Investors that commit capital to a private equity firm are called LPs. They are usually pension funds, institutional accounts, and wealthy individuals.

“LPs are committing about one-third of the total deal size, with two-thirds coming from TPG,” said one of the two persons mentioned above.

“It’s a big-ticket transaction. It just makes sense to get LPs on board. We are seeing this in quite a few deals,” said the other person.

TPG Capital agreed to buy ICICI Home Finance after parent ICICI Bank decided to lower the valuation of the home financier , and the deal will be closed at a valuation of Rs.2,100 crore, Mint reported last month.

TPG, which operates in India through growth investment fund TPG Growth and buyout fund TPG Capital, has deployed more than $1.5 billion in the country over the past decade.

TPG’s partnership with its LPs highlights the renewed trend of co-investing, where a private equity firm closes a deal by investing a certain amount and getting some of its large LPs to chip in.

Recently, ChrysCapital Investment Advisors India Pvt. Ltd partnered one of its limited partners to pick up a 5% stake in National Stock Exchange of India Ltd in a deal valued upwards of Rs.900 crore.

“ChrysCapital and one of its investors has taken a 5% stake in the company,” confirmed Kunal Shroff, managing partner at ChrysCapital, without divulging the name of the LP. The private equity (PE) firm found it prudent to partner with an LP than lose the deal to a rival.

Last year, TPG Growth, alongside Temasek, was in the final race to acquire multi-speciality healthcare chain Care Hospitals. However, the duo were outbid by Dubai-based Abraaj Capital.

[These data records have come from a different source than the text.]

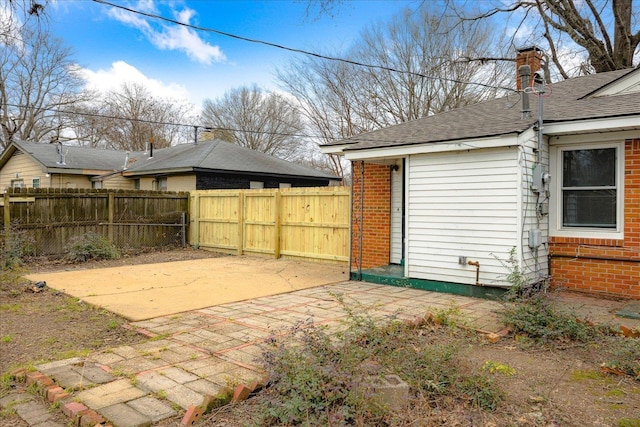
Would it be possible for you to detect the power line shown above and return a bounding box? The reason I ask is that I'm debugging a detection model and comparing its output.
[93,0,517,92]
[5,103,330,140]
[5,103,502,148]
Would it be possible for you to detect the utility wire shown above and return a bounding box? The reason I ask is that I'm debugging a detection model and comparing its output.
[5,104,490,148]
[5,103,318,140]
[93,0,517,92]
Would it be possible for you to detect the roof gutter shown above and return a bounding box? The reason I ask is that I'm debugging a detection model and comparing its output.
[544,114,640,135]
[344,133,533,160]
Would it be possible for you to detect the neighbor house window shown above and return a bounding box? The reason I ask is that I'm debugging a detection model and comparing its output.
[550,144,624,239]
[157,176,167,191]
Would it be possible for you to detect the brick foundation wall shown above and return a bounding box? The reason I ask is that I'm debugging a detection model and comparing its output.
[549,139,640,299]
[351,162,391,271]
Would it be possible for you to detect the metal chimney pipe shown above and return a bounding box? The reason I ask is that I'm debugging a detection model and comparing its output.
[518,65,531,120]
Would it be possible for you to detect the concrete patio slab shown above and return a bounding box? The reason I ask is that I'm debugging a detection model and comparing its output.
[27,256,348,321]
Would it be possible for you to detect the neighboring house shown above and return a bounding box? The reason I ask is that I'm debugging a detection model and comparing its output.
[123,140,341,191]
[322,48,640,299]
[0,142,133,189]
[0,140,341,191]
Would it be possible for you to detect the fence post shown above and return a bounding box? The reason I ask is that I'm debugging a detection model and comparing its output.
[238,191,245,255]
[189,192,200,249]
[3,193,11,235]
[273,190,282,259]
[107,192,116,243]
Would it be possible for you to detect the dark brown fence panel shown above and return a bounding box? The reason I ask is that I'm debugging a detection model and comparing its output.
[0,188,189,256]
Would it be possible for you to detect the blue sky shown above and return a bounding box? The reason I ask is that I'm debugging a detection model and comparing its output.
[49,0,420,108]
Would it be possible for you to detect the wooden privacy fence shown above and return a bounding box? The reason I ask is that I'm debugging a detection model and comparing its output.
[0,188,189,255]
[189,187,350,262]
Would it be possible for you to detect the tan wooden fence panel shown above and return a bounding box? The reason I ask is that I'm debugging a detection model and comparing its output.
[189,187,351,262]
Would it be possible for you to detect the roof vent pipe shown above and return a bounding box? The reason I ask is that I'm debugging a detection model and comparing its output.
[518,65,531,120]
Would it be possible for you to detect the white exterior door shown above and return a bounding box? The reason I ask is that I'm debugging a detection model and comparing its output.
[390,161,404,264]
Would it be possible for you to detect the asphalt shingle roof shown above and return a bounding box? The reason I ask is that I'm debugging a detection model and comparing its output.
[10,140,339,179]
[128,140,337,179]
[325,70,640,150]
[16,141,126,171]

Also last year, private equity firm Advent International Corp. and Temasek partnered to buy a 34.37% stake in Crompton Greaves Ltd’s consumer electricals business for around Rs.2,000 crore.

For LPs, co-investing makes sense. Riding on the knowledge base and due diligence process of the general partners (GPs), LPs get exposure to a potentially high-quality company without paying a management fee in most cases and also get a better yield on their investments.

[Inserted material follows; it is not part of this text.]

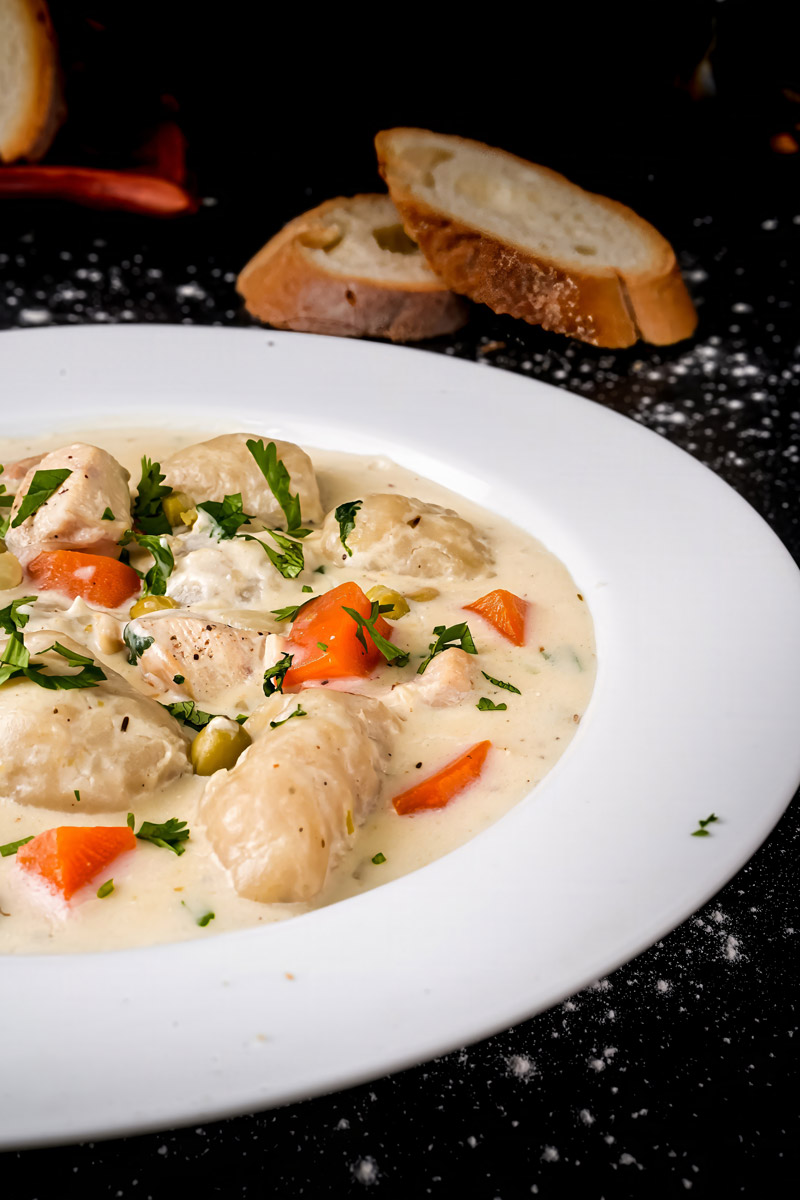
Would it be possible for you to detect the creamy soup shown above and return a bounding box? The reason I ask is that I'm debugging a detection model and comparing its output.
[0,430,595,953]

ALSO READ: TPG Capital to buy ICICI home finance arm

More often than not, it turns out that the GP behaves as a banker without a fee in these cases. In a typical LP-GP relationship, general partners are entitled to a 2:20 fee structure (2% annual management fee and 20% share in realized profits).

“LPs increasingly want to take the direct exposure and are typically insisting on this when making commitments. This enables them to take direct control over the investee, be directly involved in decisions and of course saves them the fee that they would otherwise pay GPs. The negatives are the need to spend more time monitoring investments and keeping track and engaging with the investee companies directly,” said Harish H.V., partner, Grant Thornton India Llp.

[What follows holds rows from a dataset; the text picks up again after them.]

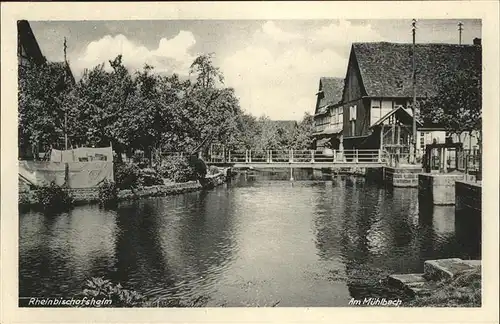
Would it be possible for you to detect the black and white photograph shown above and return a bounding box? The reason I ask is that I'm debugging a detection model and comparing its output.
[2,2,498,324]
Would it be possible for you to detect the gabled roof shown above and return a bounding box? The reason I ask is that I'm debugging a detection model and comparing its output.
[351,42,481,97]
[17,20,47,64]
[316,77,344,112]
[259,120,298,131]
[370,107,422,128]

Private equity firms expect co-investments with LPs to further increase in 2016, according to Bain & Co.’s India Private Equity Report 2016.

Dry powder, or the amount of uninvested capital sitting with private equity funds, was $11 billion in 2015, suggesting there is no dearth of capital. That number doesn’t include additional capital meant for India via allocations from global and regional funds.

In addition, several sovereign wealth funds (SWFs) have increased direct participation in India deals: the number of deals SWFs participated indirectly increased to 24 in 2015 from 19 in 2014.